Posted Mar 21, 2011 16:22 UTC (Mon) by gvy (guest, #11981) [Link] (2 responses)

# find /usr -name '*udev*'
[.../usr/share/{vim,doc,man}...]
/usr/libexec/ConsoleKit/run-seat.d/udev-acl.ck

And the rest is under /{etc,lib}/udev here on ALT Linux.

Could you please elaborate on "the udev rules are the ones needed /usr", or perhaps just file a bug proper?

> Hence you would want to mount /usr both before and after starting udev.
> Which logic shows is not possible.
Heh. There's a theory for inventor's problems, you might enjoy reading up on that, as well as on formal logic; see at least http://en.wikipedia.org/wiki/TRIZ -- in this particular case, the "visible" controversy is solved by "doing beforehand", that is, moving udev rules from /usr into root filesystem. No rocket science at all.

Systemd incompatible with mounted /usr

Posted Apr 18, 2011 20:24 UTC (Mon) by nix (subscriber, #2304) [Link] (1 responses)

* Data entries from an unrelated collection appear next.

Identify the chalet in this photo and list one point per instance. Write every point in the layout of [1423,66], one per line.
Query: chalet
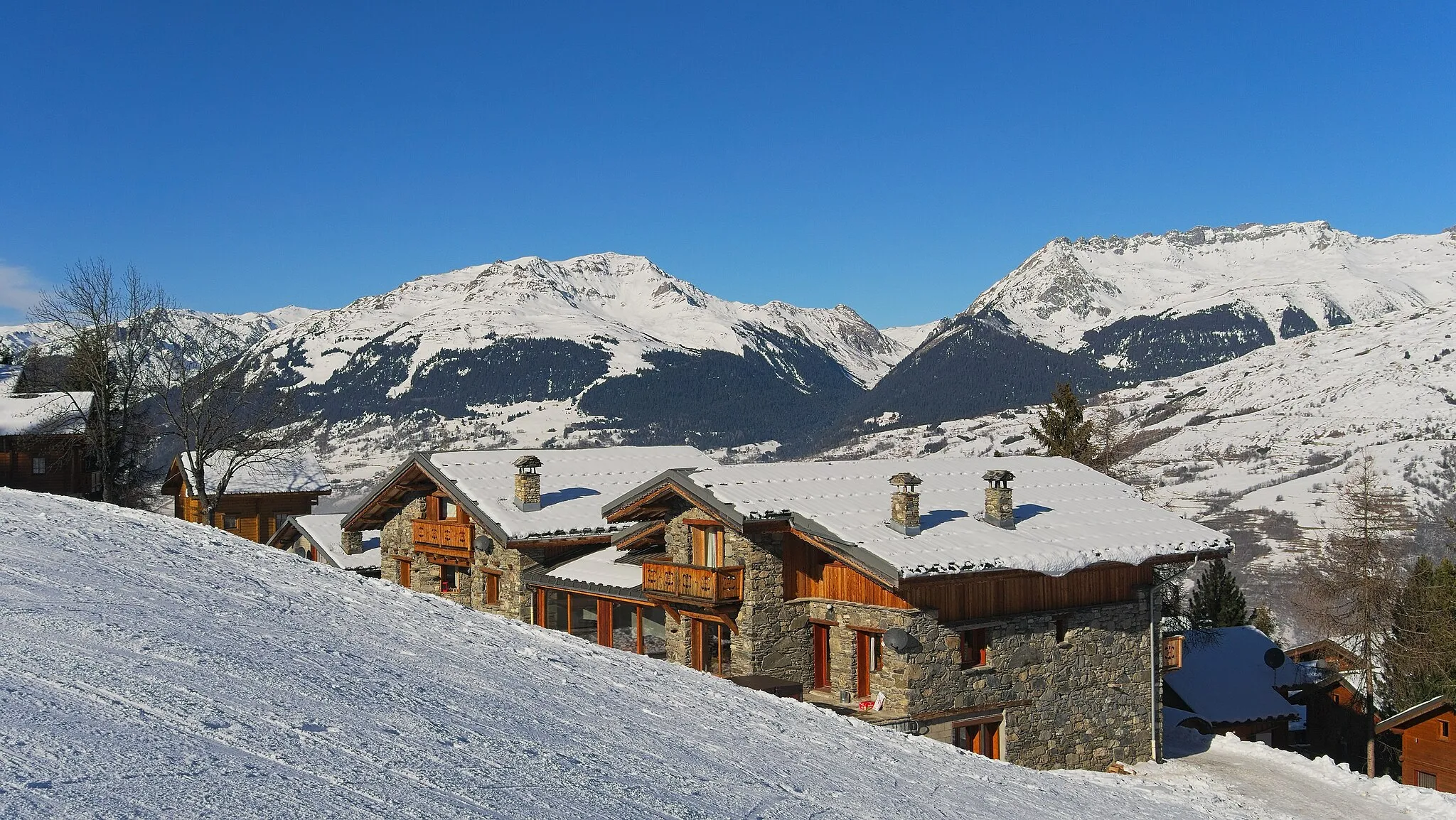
[319,538]
[520,534]
[929,603]
[43,441]
[1428,735]
[1228,682]
[259,497]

Some rules (a very few, but perhaps more in time) want the PCI and USB ID databases, as well. Of course this should be fixed by eliminating /usr and annoying everyone who has to reinstall their entire systems, rather than by, I dunno, introducing /share, moving the ID databases there, and leaving a symlink where they came from.

As you know, "do things the hugely inconvenient way" is the new Linux slogan.

Systemd incompatible with mounted /usr

Posted Apr 19, 2011 1:06 UTC (Tue) by jrn (subscriber, #64214) [Link]

I thought the drive to make a /usr -> / symlink possible came from GNU Hurd developers in the hope of making PATH=/bin a viable configuration (and thus simplifying the concept of path resolution for users)?